After graduating high school, I saw old friends at parties, at trips to AC, and of course got messages on FB asking how I’ve been. All these encounters had one thing in common, them saying, “You know I wanted to ask you out during high school, but you were so driven that I knew you wouldn’t have time for me.” Here I thought I wasn’t liked by many guys in high school, because I was always the friend or the girl who danced, and little did I know even popular guys had crushes on me. Was I that blind? How much more different would my life had been if I noticed? I was frustrated at them for telling me all these years later, instead of then and of course I was always dating someone at the time of these unveilings. Would I have secured a prom date well in advance, instead of asking a junior only to find out how sleazy he was and take back the invite a couple of weeks before prom?

Prom! Oh lord, word got out fast that I didn’t have a date and honestly I was hoping at the time my crush came to the rescue. To no surprise he asked a junior and my guy friends, the gentlemen they were, tried to swoop in to save the day, but I was stubborn and wanted to go alone. When prom finally came my amazing friend, who also went stag, became my pseudo date and made me take pictures with him so I wouldn’t be alone. We called ourselves, Bond, James Bond, and his Bond girl and I had a blast busting moves on the dance floor, dancing with who ever I wanted and not getting into a fight with my date. Looking back at it now, I wonder if Bond would have danced with me (which I asked him to do) if things would have changed, with all that prom air floating around. Would we still have been just friends or would there have been a spark on my side that I didn’t see before then? Would my outlook on my other guy friends have changed into wanting to pursue feelings that were pushed aside out of not wanted to interrupt the easiness of a friendship?

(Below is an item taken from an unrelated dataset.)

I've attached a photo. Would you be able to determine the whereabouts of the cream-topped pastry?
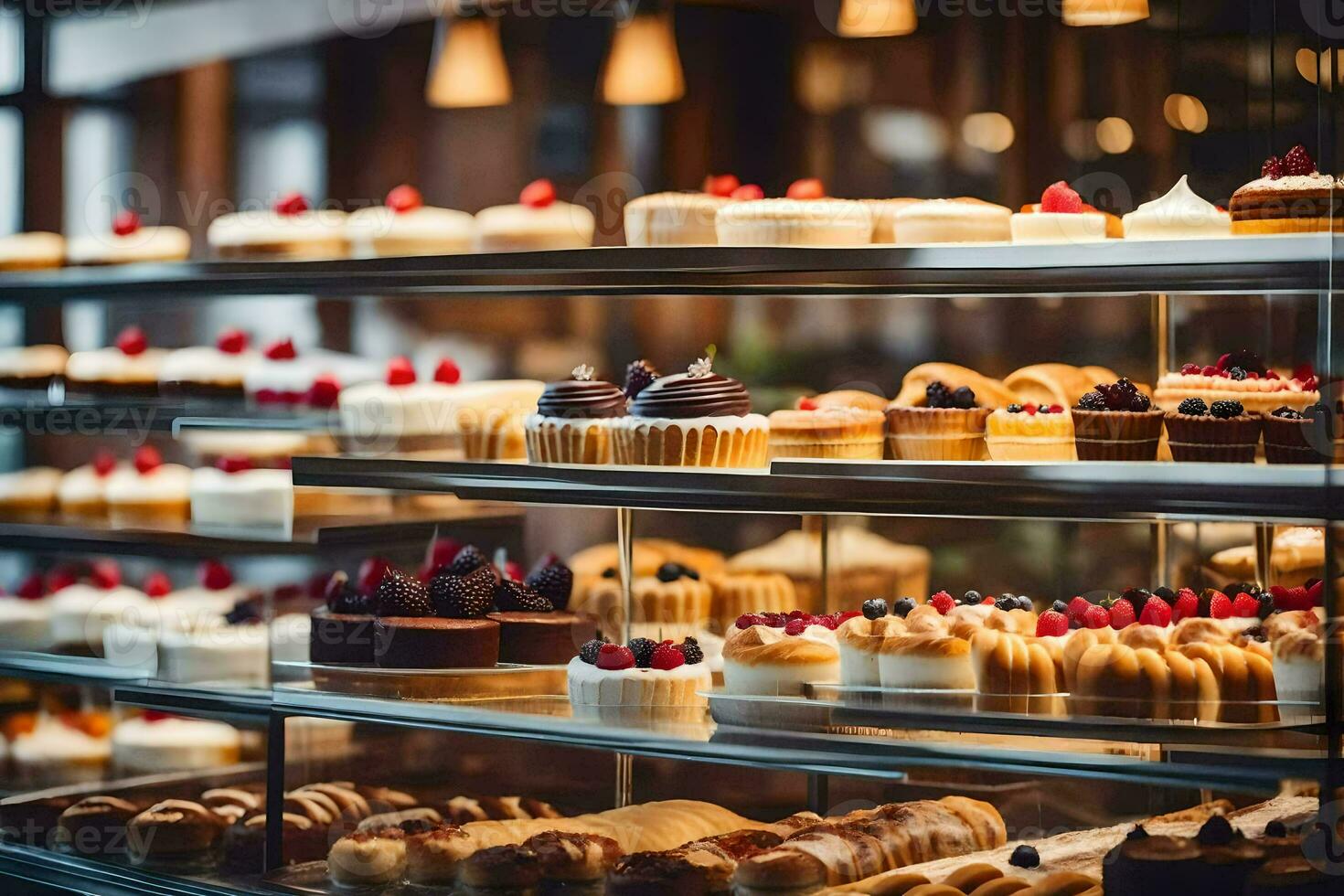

All this just from listening to one folk song! One song about leaving a gathering of friends with hopes of seeing them again in the near future. A song that took me back to when times were simple and I decided to hang with dudes because they were easier to get along with. I miss those times and I miss those friends. I’m chose to not text him again and wait it out. I decided that the song to me wasn’t a goodbye or a see you later, it was a new perspective on relationships that could have been if I wasn’t so blind. With that I leave you, “Good night and joy be with you all.”